Fatigue: A Complex Symptom and its Impact on Cancer and Heart Failure

Abstract In chronic diseases like cancer and heart failure (HF), fatigue is a common and complex symptom from an etiological and pathophysiological point of view, thus, a relevant issue in the recent area of oncocardiology. Fatigue is prevalent in 80-90% of the oncological patients treated with chemotherapy and/or radiotherapy and affects approximately 50-96% of the individuals with IC. The toxicity attributed to chemotherapeutic agents can determine the patients’ degree of fatigue and may even predict their survival. In recent decades, the advancement of antineoplastic therapies has substantially impacted the survival of patients with cancer, and the risks of harmful effects from these therapies to the cardiovascular system have been increasingly described.
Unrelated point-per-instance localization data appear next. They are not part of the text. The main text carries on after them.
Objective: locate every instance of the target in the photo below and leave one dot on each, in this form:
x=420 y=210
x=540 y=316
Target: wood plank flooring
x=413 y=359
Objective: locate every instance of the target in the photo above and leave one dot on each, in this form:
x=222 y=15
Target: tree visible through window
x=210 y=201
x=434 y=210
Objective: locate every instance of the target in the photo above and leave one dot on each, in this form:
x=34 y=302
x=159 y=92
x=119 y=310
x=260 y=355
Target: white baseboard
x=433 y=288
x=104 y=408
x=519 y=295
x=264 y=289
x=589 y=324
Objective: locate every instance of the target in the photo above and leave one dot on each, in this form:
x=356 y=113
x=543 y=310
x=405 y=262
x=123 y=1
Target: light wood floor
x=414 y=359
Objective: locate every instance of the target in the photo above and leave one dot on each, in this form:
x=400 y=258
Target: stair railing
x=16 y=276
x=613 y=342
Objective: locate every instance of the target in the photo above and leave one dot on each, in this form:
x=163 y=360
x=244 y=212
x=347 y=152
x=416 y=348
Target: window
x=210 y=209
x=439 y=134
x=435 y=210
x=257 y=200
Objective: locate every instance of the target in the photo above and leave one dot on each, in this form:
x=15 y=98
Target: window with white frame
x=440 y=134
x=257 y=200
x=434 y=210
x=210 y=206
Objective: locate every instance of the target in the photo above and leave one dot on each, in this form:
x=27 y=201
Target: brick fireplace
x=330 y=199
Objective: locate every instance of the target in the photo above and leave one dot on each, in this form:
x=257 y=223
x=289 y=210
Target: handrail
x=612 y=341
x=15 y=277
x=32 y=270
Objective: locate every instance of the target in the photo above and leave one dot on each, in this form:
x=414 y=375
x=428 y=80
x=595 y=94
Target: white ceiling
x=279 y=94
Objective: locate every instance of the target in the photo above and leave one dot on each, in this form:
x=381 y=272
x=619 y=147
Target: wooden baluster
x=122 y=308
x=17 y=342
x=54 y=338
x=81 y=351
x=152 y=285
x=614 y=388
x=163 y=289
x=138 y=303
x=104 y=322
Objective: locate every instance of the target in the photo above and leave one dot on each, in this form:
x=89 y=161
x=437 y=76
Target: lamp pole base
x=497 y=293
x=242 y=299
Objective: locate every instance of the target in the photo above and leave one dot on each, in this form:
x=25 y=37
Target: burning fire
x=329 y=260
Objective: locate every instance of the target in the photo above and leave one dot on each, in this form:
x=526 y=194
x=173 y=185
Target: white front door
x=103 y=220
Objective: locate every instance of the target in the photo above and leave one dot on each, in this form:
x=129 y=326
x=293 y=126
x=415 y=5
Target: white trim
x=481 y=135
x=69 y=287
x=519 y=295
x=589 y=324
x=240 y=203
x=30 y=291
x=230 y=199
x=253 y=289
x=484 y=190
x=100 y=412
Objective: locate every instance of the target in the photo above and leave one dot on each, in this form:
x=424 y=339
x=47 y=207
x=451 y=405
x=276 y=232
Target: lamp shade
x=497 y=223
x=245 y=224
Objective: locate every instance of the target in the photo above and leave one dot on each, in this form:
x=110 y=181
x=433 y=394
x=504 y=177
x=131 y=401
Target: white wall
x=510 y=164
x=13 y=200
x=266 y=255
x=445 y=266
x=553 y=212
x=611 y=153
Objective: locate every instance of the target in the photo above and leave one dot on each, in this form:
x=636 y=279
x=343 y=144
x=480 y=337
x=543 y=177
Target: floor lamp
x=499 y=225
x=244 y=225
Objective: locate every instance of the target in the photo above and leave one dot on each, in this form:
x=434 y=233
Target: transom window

Therefore, the cooperation between oncologists and cardiologists has led to the emergence of oncocardiology and the new concept of cardiac surveillance. Cardiotoxicity is one of the clinical complications in the treatment of cancer, and its typical manifestation is left ventricular systolic dysfunction. New diagnostic and therapeutic strategies have been employed in the cardiac surveillance of patients with cancer. Fatigue in these patients has been carefully studied with a multidisciplinary approach and with the development of visual scales to quantify and correlate better its real impact on these individuals’ quality of life and survival. The Fatigue Pictogram and Piper Fatigue Scale are tools increasingly used in research and clinical practice. The mechanisms involved in fatigue, from a conceptual point of view, may be of central (central nervous system) or peripheral (muscular skeletal) origin, both of which may be present in patients with cancer. The present review aims to discuss the new concepts in the assessment of fatigue in oncological patients. These concepts are fundamental to professionals who work in the emerging area of oncocardiology.